O Supremo Tribunal Federal (STF) adiou, nesta quarta-feira (15), a definição sobre a legalidade da nomeação de parentes para cargos de natureza política, como secretários municipais e estaduais. O julgamento foi interrompido por um pedido de vista do ministro Gilmar Mendes, logo após uma mudança significativa no placar da Corte.
Até então, o STF possuía uma maioria formada (6 a 1) para permitir que governadores e prefeitos indicassem familiares para cargos políticos. No entanto, o cenário mudou quando o relator do caso, ministro Luiz Fux, decidiu reformular seu posicionamento original.
O ministro Luiz Fux agora defende que a proibição do nepotismo deve, sim, alcançar os cargos políticos.
"Hoje em dia, entendemos que não pode nomear cônjuge, companheiro, parente em linha reta. Por que tem de nomear esses parentes?", questionou Fux durante a sessão.
A nova tese do relator foi acompanhada pelos ministros Flávio Dino e Cármen Lúcia. A ministra destacou a necessidade de combater o patrimonialismo histórico no Brasil, citando até a carta de Pero Vaz de Caminha para ilustrar a tradição de "arranjar espaço para os seus".

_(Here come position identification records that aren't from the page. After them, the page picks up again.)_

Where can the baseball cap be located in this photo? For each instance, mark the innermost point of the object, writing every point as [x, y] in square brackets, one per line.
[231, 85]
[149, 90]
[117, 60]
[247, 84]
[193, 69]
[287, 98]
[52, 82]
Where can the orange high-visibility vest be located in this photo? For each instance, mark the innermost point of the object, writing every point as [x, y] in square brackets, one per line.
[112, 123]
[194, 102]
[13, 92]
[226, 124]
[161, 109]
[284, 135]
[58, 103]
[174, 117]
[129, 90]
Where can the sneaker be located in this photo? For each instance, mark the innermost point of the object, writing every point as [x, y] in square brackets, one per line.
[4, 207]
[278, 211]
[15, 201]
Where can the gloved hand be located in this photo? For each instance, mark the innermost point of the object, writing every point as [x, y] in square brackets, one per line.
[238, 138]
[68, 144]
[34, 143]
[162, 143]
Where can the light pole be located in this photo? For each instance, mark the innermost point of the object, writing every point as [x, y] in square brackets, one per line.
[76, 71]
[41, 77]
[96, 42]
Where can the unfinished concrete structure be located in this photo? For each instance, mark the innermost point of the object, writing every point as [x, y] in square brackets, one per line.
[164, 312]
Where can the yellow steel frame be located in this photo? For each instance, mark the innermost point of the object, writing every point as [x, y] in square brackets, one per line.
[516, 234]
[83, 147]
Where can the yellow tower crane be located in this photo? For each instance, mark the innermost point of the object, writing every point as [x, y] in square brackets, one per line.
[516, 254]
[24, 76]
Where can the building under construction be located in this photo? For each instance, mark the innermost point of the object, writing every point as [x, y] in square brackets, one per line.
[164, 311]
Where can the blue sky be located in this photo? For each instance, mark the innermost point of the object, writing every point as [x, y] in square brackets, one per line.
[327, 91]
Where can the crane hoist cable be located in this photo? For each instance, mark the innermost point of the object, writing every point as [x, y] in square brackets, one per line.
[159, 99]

A discussão gira em torno da Súmula Vinculante 13, editada em 2008, que proibiu o nepotismo no serviço público para cargos administrativos. Na época, porém, o STF abriu uma exceção para cargos políticos (secretários e ministros).
O recurso atual contesta uma lei da cidade de Tupã (SP), que em 2013 proibiu a contratação de parentes em toda a gestão municipal, indo além do que o Supremo permitia na época. Se o STF mudar seu entendimento agora, a proibição de contratar parentes passará a ser a regra geral, inclusive para o primeiro escalão de prefeituras e governos.
Com o pedido de vista de Gilmar Mendes, não há previsão de quando o processo retornará à pauta. O resultado final terá repercussão geral, ou seja, o que for decidido valerá para todas as administrações públicas do país.